My spoken word career generated quite a few stories of its own, as well as bringing me into contact with one or two memorable characters. Robin, himself an accomplished writer and performer, certainly fits that mould. I did a solo ‘guest slot’ at his Last Monday at Rio night; he also, for reasons he’d have to explain, roped me into being a judge in the Scottish Slam Poetry Championships one year, despite me being almost the opposite of a ‘slam poet’ in terms of my own performance style. Bumbling being a kinder expression for it at times.
The Curious Incident of the Husky in the Night Time happened at, or more accurately, just before, another gig I got, this time up in Aberdeen, near the end of my soi-disant spoken word career. If you want to know what happened with the dog, buy Robin’s book, but what I remember most about the night – apart from the sense that I went down well with the locals, and it was an enjoyable trip – was the crucial role my mate Harky played in keeping me awake in the two-hour drive home at whatever time it was. But then, the lad has form for propping me up at crucial moments.

Harky it was who ‘sourced’ – and I use that word advisedly – a PA system for a Robert Louis Stevenson-themed show I did in Edinburgh’s White Horse pub in November 2014. The system belonged to the Kirkcaldy YMCA, and I remember us gingerly approaching the place one night with a view to semi-demi-unofficially borrowing it. Harky had connections with the guys there, and they were cool with it, but on the night in question the guy who was on the desk wasn’t, shall we say, one of the ones Harky was best connected with. I remember acting as nonchalant as one can act when lugging a fucking massive PA system past a guy who has no idea why it’s being lugged anywhere!
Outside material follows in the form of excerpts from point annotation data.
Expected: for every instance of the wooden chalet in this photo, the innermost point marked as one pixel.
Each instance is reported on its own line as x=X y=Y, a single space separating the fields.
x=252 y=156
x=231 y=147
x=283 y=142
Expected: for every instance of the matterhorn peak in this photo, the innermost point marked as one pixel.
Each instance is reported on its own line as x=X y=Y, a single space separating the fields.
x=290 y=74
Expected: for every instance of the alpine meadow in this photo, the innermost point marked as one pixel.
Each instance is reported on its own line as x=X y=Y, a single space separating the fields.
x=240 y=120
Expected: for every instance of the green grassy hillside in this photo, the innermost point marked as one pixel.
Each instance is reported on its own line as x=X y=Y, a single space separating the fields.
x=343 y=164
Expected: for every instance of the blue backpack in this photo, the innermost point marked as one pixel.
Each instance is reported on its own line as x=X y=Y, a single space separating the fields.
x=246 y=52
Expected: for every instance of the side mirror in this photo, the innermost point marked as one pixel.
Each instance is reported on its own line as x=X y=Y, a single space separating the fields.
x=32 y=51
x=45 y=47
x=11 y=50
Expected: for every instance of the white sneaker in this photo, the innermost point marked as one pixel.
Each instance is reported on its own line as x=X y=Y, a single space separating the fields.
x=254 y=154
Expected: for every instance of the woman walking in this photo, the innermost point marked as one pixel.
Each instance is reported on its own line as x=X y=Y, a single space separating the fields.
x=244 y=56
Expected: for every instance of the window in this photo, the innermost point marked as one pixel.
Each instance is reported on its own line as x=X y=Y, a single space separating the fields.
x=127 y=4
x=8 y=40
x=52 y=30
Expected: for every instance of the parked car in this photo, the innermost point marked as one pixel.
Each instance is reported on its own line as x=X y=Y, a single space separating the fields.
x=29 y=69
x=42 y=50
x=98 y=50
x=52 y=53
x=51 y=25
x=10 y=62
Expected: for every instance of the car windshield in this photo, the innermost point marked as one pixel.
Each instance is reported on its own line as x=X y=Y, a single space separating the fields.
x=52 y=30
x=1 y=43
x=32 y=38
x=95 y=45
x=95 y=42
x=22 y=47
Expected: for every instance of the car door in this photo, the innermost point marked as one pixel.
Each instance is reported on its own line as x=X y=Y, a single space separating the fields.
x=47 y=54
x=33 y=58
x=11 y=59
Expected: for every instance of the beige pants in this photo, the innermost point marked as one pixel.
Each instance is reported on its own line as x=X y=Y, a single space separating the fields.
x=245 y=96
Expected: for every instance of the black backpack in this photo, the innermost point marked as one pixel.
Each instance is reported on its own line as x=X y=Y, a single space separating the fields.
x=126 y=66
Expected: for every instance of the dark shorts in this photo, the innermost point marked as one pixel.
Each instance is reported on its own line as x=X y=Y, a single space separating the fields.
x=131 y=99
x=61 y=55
At the gig itself, Harky it was who did the sound engineering, and did the live recording on the EP I’m coming to in a minute, in return for nothing more than a pint. Harky it was, too, who produced all the really interesting sounds to accompany my poem, ‘Leaving Granada,’ which is another of the tracks on the EP. I wrote it – or what turned into it – in Spain in April 2014, grieving my Dad, who’d died in January that year. When he went, virtually all my words seemed to go with him, and it was only when the music came back that things started to feel anything like better. Harky helped with that more than he knows.
And it was Harky who, along with my other mate Gav, inducted me into the mysteries of sound recording and engineering, lighting a musical fire under me that burns ever brighter. I miss these guys in lockdown.

That gig in November 2014 coincided with my sister’s 60th, a great family event which she celebrated in the Old Observatory on Calton Hill, as you do if you’ve as much style as my sister. Another pal, Kenny Mackay, came to the gig and on the basis of a text brought his guitar and amp with him, as you do, and improvised a killer guitar solo at the end of my spoken word piece, ‘Hyde’s Last Words.’ It’s my favourite live recording of my stuff still.
Which must be the longest ever preamble to a sales pitch! My recent bout of temporary deafness produced what might be called a prose poem – the first for a long time. As soon as my hearing came back I stuck some music under it, and got Mark and Emma to speak/sing it rather than me, just to make it more interesting. They did such a bang up job it got me thinking I could repackage, and remaster, the spoken word pieces from my first album with it, call it an EP, and flog it in support of Fife Women’s Aid.
So here it is: click here to get 5 tracks plus two bonus ones, and a pdf of lyrics plus photos, if you buy the lot. Can’t say fairer than that!
Plus if you buy it today, Friday 3rd July Pacific Time (or from 8 a.m. GMT) Bandcamp are waiving their royalties share, so even more goes to the Fife women in need of aid.
Take that, huskies of Aberdeen!
Hey there. Where’s the White Horse pub? Is it near the University of Edinburgh?
Hi Neil. No, it’s on the Rpyal Mile, quite far down. It had a good back room for music and spoken word gigs, but it closed down and tried to go upmarket. Not sure where it’s at now. Well, closed right at the moment, obviously.
The bar staff were always cool but you got the impression they were pissed off with management.